E’ stato piuttosto ingaggiare una battaglia con se stesso, condizione irrinunciabile per ogni autentica conversione o affinamento spirituale, perché lui sa bene che la preghiera è soprattutto una lotta, con Dio, contro il male che ferisce chi lo combatte. Non a caso i mistici di ogni tempo hanno indicato come icona della preghiera la lotta di Giacobbe con Dio nel guado dello Iabbok (cfr Gen 32). Ma soprattutto ha affermato il primato della spiritualità che, nel più delle volte, è umiltà e nascondimento. E’ riconoscere i propri limiti per far posto alla potenza di Dio che ha una sola “debolezza”, quella di esaudire il grido di preghiera degli uomini, quando questo è fatto con fede e rettitudine d’intenti.

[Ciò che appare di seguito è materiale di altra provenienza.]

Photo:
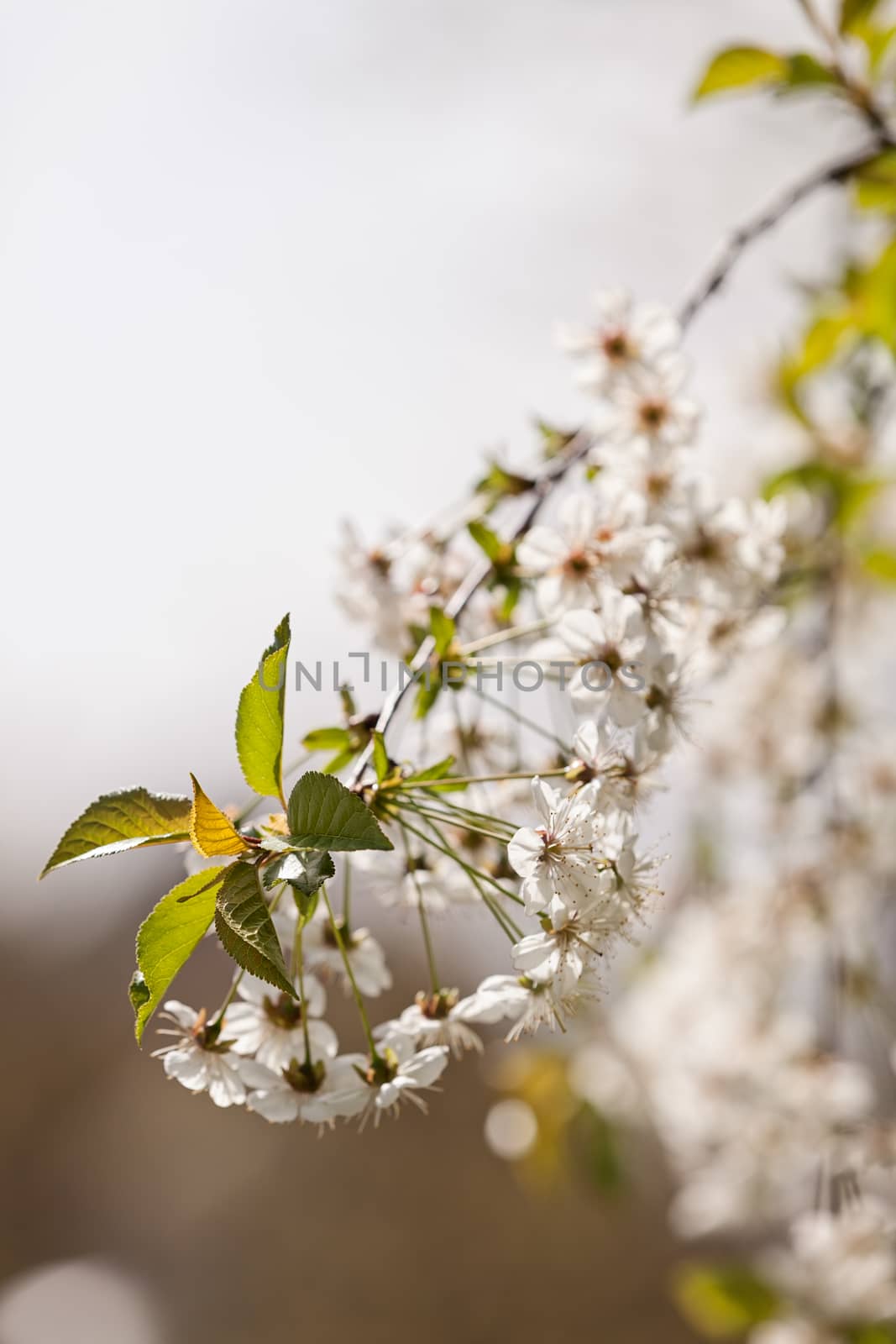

Nella mattina del 17 febbraio, prima domenica di Quaresima, il Cardinal Ravasi, commentando il festival di San Remo, distingueva il concetto di vuoto da quello di assenza. Nel vuoto – precisava – non c’è nulla, nell’ assenza sussiste invece la nostalgia di una presenza. L’ ovazione mondiale che si è alzata dinanzi al fatto eclatante delle dimissioni di Bendetto XVI sta a dimostrare quanto sia viva, in questi tempi burrascosi, la nostalgia di quel mondo fatto di verità, umiltà, libertà interiore e spiritualità di cui Giuseppe Ratzinger è stato ed è araldo e testimone. Ed è stata la sua più grande lezione. Alla Chiesa e al mondo.
Morale: più preti contro corrente e meno preti con il conto corrente.